Drake’s research program focuses on food flavors, how unit operations and processing impact flavor and flavor chemistry, and consumer perceptions of these aspects of food science. Undergraduate and graduate students from her lab often work in the SSC, gaining valuable research experience through hands-on participation in sensory testing.

Hands-On Education

“One of the biggest draws of SSC for students is our job placement success,” said Drake. “Companies seek out our students because they already know how to run the types of tests these companies conduct. We educate the future food science workforce, and North Carolina-based and national companies value that type of experience.”

Many of the tests run by SSC are part of student research projects. One example comes from Drake’s lab, funded by the National Dairy Council. The project involves learning how fluid milk packaging influences perceptions of fluid milk flavor for adult consumers.

Another project involves children’s perceptions of school lunch milk.
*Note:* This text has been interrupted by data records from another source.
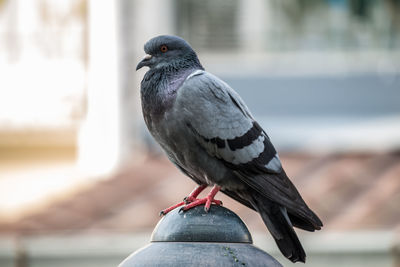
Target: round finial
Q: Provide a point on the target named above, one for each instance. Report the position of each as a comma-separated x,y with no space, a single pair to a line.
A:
195,225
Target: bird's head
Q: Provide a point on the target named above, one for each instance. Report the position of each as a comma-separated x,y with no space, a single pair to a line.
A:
167,51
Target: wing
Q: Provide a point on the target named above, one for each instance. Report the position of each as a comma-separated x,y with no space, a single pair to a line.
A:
220,121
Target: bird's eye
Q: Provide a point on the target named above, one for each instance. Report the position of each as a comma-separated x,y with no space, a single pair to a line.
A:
163,48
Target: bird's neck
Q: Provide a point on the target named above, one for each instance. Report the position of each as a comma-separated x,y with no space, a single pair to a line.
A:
159,87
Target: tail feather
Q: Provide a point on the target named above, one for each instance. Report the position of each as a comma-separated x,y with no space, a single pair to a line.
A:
278,223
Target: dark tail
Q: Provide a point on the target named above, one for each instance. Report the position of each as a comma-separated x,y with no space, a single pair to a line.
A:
278,223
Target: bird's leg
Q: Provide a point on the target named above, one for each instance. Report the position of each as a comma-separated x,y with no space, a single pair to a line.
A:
207,200
193,195
190,198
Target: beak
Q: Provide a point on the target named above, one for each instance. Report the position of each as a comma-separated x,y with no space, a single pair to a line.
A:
145,62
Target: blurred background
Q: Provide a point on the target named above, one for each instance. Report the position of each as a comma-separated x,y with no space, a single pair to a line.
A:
82,182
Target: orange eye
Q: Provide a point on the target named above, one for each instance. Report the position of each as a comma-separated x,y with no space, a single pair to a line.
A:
163,48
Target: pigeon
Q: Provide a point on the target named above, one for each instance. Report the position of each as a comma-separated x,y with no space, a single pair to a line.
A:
209,133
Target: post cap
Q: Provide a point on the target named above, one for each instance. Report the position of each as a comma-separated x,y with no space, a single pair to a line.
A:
195,225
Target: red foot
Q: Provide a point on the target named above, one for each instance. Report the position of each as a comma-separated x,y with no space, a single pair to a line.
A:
191,201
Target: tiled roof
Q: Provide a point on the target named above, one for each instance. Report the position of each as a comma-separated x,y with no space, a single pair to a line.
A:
347,191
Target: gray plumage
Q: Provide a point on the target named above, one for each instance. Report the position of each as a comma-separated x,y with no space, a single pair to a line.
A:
208,132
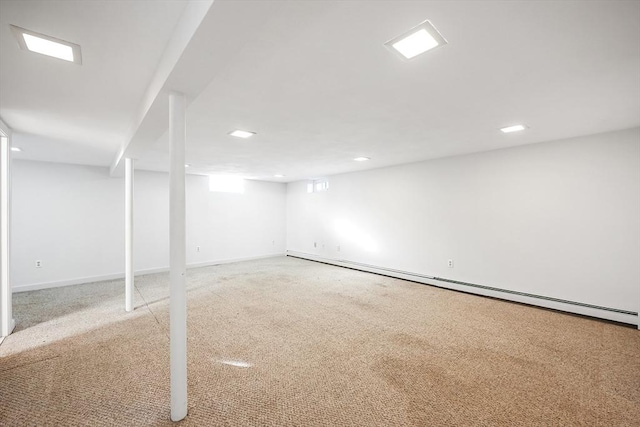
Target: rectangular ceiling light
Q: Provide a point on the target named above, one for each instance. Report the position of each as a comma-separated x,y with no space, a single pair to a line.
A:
514,128
241,133
46,45
419,39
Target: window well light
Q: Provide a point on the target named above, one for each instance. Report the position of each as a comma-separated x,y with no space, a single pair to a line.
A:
47,45
241,133
514,128
419,39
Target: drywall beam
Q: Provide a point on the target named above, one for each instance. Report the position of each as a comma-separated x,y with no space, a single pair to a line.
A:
177,256
128,233
6,314
151,110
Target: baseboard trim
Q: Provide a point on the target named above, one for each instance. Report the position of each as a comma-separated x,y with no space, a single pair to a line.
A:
119,276
584,309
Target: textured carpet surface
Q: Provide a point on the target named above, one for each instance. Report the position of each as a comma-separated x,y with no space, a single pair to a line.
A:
287,342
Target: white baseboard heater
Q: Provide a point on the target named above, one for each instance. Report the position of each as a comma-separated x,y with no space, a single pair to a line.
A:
608,313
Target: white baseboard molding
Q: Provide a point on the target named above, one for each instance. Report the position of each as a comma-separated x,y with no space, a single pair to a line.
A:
607,313
118,276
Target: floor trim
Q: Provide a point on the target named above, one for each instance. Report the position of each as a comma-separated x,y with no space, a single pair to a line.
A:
614,314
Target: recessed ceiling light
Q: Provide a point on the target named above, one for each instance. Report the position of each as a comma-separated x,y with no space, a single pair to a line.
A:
47,45
242,133
514,128
419,39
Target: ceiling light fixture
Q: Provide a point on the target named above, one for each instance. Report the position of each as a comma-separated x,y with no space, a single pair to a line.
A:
514,128
419,39
47,45
241,133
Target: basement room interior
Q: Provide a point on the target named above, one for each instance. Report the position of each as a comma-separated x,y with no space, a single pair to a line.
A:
319,213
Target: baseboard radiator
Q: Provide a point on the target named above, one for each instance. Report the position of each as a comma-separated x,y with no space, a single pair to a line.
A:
608,313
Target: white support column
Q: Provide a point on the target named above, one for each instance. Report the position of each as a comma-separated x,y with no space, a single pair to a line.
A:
128,233
177,257
6,316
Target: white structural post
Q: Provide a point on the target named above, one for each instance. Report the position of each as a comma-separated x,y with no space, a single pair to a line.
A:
128,232
177,257
6,318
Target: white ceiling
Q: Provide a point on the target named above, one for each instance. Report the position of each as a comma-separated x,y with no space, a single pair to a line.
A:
316,83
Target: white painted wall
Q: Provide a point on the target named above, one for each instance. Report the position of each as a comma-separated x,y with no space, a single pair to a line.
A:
558,219
72,219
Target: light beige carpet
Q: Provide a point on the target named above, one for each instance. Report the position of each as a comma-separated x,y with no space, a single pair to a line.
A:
287,342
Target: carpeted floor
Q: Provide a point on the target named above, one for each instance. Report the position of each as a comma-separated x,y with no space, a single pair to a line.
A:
287,342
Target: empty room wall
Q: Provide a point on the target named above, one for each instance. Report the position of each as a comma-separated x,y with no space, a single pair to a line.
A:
71,218
559,219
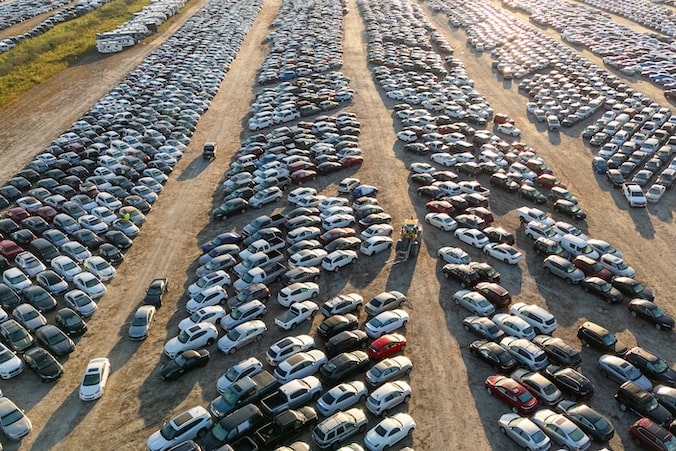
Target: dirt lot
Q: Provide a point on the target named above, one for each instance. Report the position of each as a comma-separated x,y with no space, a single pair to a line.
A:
449,402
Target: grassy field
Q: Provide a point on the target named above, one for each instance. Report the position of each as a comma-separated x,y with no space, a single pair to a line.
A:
35,60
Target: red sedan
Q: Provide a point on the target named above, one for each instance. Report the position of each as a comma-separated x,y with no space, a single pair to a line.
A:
387,346
511,393
440,206
351,160
495,293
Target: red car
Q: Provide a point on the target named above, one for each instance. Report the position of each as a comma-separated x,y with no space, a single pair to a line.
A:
9,249
592,268
549,181
17,214
387,346
303,175
351,160
651,435
440,206
511,393
338,232
495,293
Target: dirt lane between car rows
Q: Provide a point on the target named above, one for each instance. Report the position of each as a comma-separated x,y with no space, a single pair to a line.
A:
449,402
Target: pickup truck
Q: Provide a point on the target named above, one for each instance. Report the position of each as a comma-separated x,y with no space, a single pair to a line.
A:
528,214
249,389
296,314
262,222
267,274
271,244
285,426
257,259
291,395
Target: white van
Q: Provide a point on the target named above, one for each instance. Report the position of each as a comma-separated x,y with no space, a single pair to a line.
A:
577,246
Students conducting this research engage in the entire spectrum of testing facilitation, from interfacing with stakeholders and organizing and leading tests, to reviewing and analyzing test data.

These are the types of tests NC State faculty, staff and students are most familiar with, but outside the lab, they’re only seeing the surface of something that goes much deeper. Sensory testing is more than just taking a bite or sip of a product and giving an opinion on the taste.

A Sense of Purpose

“Sensory science is a giant toolmaster’s toolbox — there’s literally hundreds of different tests that meet an array of objectives,” said Drake. “We have product-focused, or analytical sensory tests; we have tests that focus on how a consumer perceives and interacts with a product. When you come to a test at SSC, you could be engaging in something that is consumer/contract-focused, or is a student’s research project.”

The terms on this poster are part of the flavor lexicon for dairy products. Trained tasters use these types of terms to describe products they are testing.

Regardless of the type of test, SSC maintains a deep connection to agriculture and food production in North Carolina and throughout the country. If a food product doesn’t taste good, consumers aren’t likely to purchase it more than once or twice, even if it is safe and nutritious.

SSC helps companies that depend on statewide agriculture refine a product so that when it reaches store shelves, it tastes great and meets and surpasses consumer expectations. Garnering the opinions of taste testers helps companies, via SSC, determine which prototypes make it to market and ensures product desirability.

“That’s what we do for our stakeholders, both locally and nationally — we help them find success in an increasingly competitive global marketplace,” said Drake. “We advance food science and the university’s mission in a unique way that stakeholders truly want and the future food science workforce needs.”